Jn 1, 6-8. 19-28 – JMC

Surgió un hombre enviado por Dios, que se llamaba Juan: éste venía como testigo, para dar testimonio de la luz, para que por él todos vinie­ran a la fe. No era él la luz, sino testigo de la luz. Y este fue el testimonio de Juan, cuando los judíos enviaron desde Jerusalén sacerdotes y levitas a Juan a que le preguntaran: «¿Tú quién eres?». Él contestó sin reservas: «Yo no soy el Mesías». Le preguntaron: «Entonces, ¿qué? ¿Eres Elías?». Él dijo: «No lo soy». «¿Eres tú el Profeta?». Respondió: «No». Y le dijeron: «¿Quién eres? Para que podamos dar una respuesta a los que nos han enviado, ¿qué dices de ti mismo?». Él contestó: «Yo soy la voz que grita en el desierto: «Allanad el camino del Señor» (como dijo el profeta Isaías). Entre los enviados había fariseos y le preguntaron: «Entonces, ¿por qué bautizas, si tú no eres el Mesías, ni el Profeta?». Juan les respondió: «Yo bautizo con agua; en medio de vosotros hay uno que no conocéis, el que viene detrás de mí, que existía antes que yo y al que no soy digno de des­ atar la correa de la sandalia». Esto pasaba en Betania, en la otra orilla  del Jordán, donde estaba Juan bautizando».

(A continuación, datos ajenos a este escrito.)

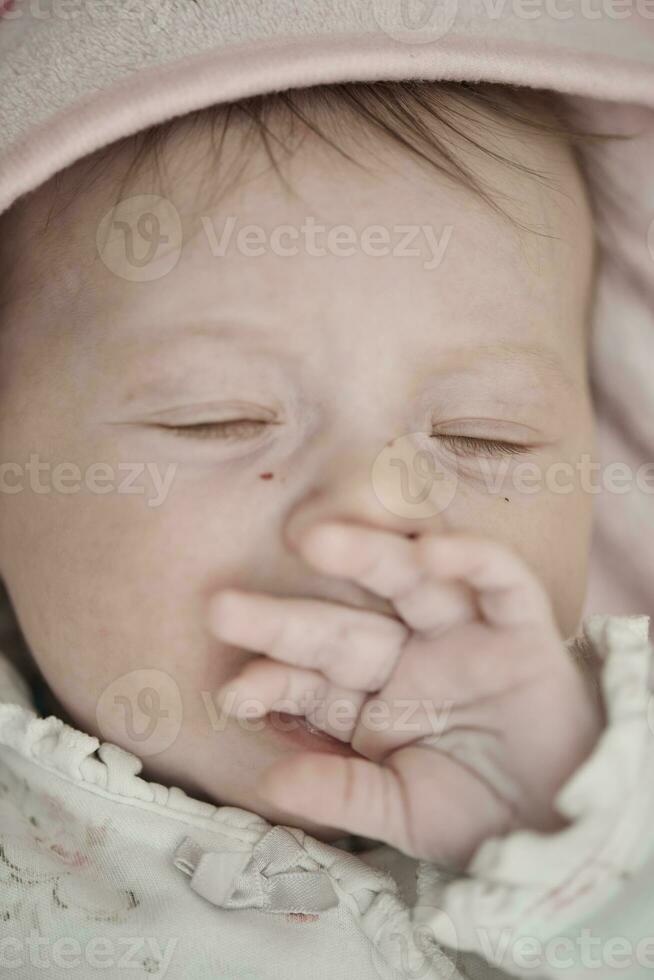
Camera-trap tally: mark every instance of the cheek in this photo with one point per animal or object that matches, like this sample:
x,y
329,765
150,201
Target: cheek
x,y
110,595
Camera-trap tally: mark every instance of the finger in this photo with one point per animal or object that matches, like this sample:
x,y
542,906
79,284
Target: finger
x,y
355,648
387,563
422,802
269,686
352,793
508,593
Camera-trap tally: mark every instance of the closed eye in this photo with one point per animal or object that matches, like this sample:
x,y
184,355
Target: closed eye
x,y
473,446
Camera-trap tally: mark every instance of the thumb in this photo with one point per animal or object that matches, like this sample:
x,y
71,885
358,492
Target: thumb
x,y
353,793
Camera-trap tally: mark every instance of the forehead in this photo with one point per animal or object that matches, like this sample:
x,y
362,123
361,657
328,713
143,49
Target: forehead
x,y
491,276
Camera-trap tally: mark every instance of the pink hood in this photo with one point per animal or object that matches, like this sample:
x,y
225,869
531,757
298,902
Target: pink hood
x,y
77,76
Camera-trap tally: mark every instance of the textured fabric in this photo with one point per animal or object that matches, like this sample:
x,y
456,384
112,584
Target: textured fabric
x,y
90,852
77,75
87,847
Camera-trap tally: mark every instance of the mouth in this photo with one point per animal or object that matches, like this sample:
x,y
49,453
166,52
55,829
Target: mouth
x,y
298,731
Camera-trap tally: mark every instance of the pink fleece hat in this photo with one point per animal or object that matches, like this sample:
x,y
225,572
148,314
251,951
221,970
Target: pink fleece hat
x,y
76,75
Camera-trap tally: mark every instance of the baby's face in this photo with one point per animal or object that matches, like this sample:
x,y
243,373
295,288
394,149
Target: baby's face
x,y
325,358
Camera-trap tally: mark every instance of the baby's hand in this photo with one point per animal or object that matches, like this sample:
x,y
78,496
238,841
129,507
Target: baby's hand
x,y
468,711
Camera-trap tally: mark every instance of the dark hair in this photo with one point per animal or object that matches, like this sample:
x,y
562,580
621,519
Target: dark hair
x,y
434,121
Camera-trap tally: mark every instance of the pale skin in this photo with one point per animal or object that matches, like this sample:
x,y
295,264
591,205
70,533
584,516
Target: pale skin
x,y
328,359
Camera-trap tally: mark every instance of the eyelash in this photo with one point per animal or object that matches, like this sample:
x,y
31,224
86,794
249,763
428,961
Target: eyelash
x,y
466,445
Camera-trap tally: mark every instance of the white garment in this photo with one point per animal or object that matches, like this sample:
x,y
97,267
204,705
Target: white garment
x,y
103,873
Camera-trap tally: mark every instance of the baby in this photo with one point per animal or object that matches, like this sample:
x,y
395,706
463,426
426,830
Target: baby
x,y
286,557
306,529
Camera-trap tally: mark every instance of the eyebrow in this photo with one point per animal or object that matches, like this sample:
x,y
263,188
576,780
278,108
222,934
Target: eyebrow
x,y
466,359
460,360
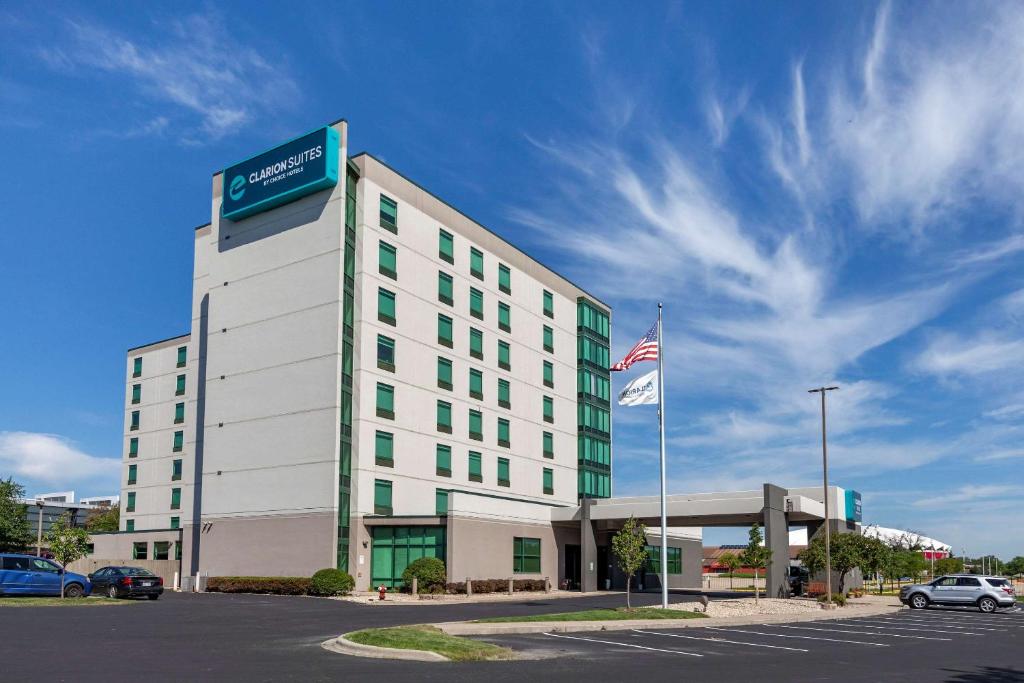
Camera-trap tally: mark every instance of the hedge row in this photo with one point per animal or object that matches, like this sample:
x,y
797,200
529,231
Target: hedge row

  1. Aquí queda claro que la enseñanza y el testimonio de Juan no coin­cidía con lo que enseñaban y querían los dirigentes religiosos. Téngase en cuenta que, en el evangelio de Juan, la expresión «los judíos» designa {menos en 4, 9. 22 y 18, 33. 35. 39; cf. 19, 3. 19. 21) a los hombres que se identificaban totalmente con la religión, sobre todo a sus dirigentes religiosos (2, 18; 5, 10. 16. 18; 9, 22; 11, 47; 19, 7. 12) especialmente a las autoridades supremas del Templo (8, 31; 11, 19; 12, 11). Por eso Juan despierta la alarma en «los judíos». Y mandan sacerdotes, levitas y fariseos a interrogar al Bautista. Querían saber quién era aquel extraño predicador que anunciaba una nueva luz, en la otra orilla del Jordán, fuera de la ciu­dad santa, el territorio de la religión oficial, que no tolera que se anuncie una luz al margen de la institución.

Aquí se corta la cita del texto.